Entendieron la amenaza y el mensaje. Cambiaron y el Estado comenzó a construir sus bases institucionales sobre una estructura que tuvo en el conocimiento su gran pívot de desarrollo.
Aquí no sabemos con claridad qué es lo que querríamos defender y, por lo tanto, estamos expuestos a todos los ataques posibles.
Nuestra situación se asemeja a una tragedia griega que tiene tres partes muy claras. En la primera, todos los personajes saben que van a morir. En la segunda, ninguno quiere morir. Y, en la tercera, todos hacen algo... para morir.
Aquí sabemos lo que no debiéramos hacer, pero no resulta claro lo que tendríamos que proteger, lo que valdría valorarlo. Por eso, en la cotidiana acción, se reniega del compromiso de llevarlos a la practica.
La conclusión, por lo tanto, no puede ser otra que la tercera parte de la tragedia griega. No es suficiente decir aquello que está mal, sino preguntar e interpelarnos incluso para saber qué es aquello que debiera ser la razón de la sociedad para preservarse como tal. Si no respondemos a esta pregunta simple, no tendremos la autoridad ética ni la fuerza moral para condenar sus efectos.
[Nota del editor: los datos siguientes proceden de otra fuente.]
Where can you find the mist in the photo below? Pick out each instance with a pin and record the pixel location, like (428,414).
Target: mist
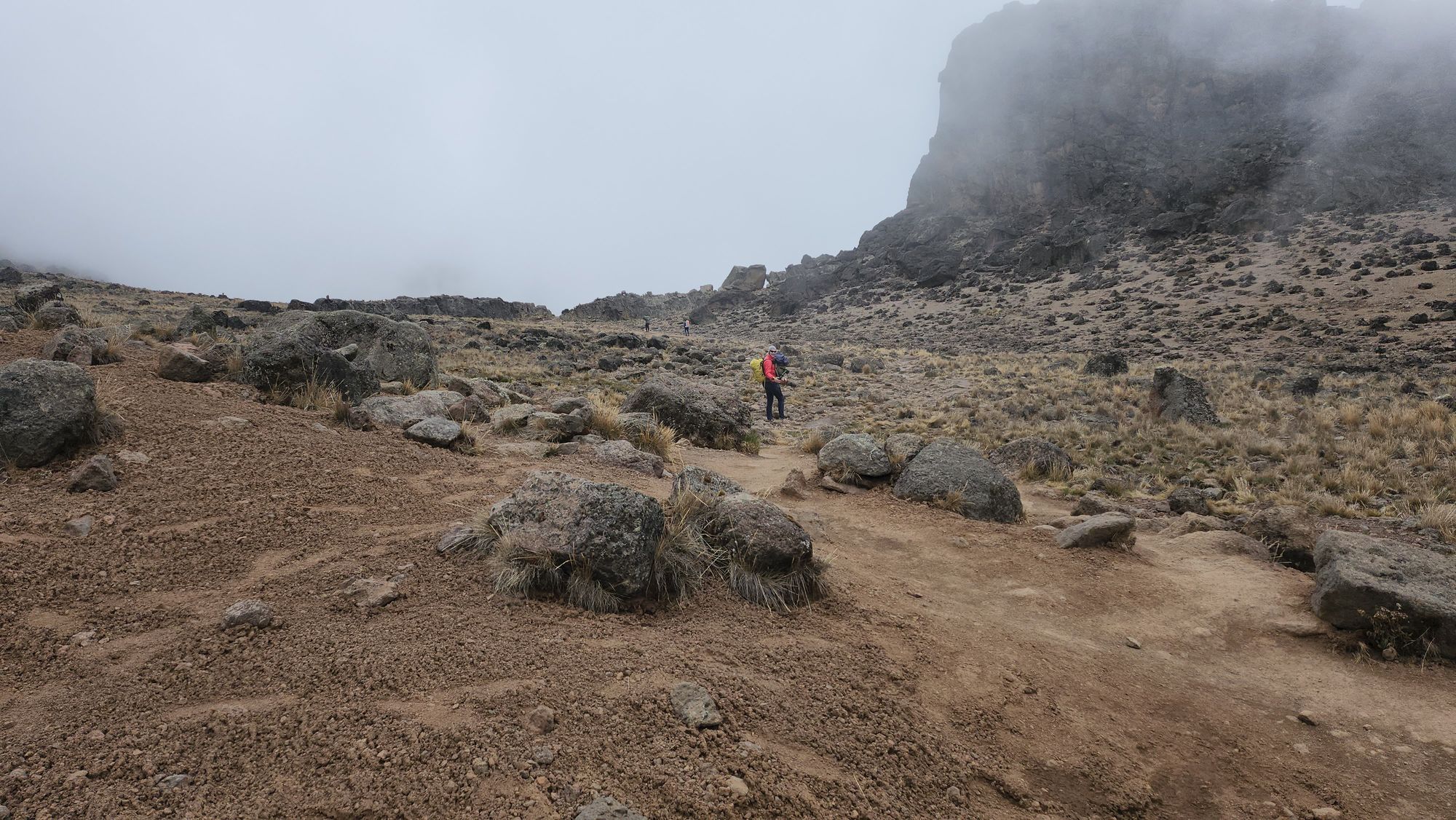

Nuestro país debe defender aquello que proclama en su Constitución: la vida, la familia, la persona, su libertad, sus deberes y derechos, sus instituciones. Pero por sobre todo debe ilustrar a una población cansada de los efectos de tanta ignorancia, en cuyo nombre se perpetra la mayoría de los actos contrarios a lo que debiera ser una república.
Vivimos para proyectar lo que queremos ser, pero vivimos fundamentalmente para defender aquello que valoramos ser.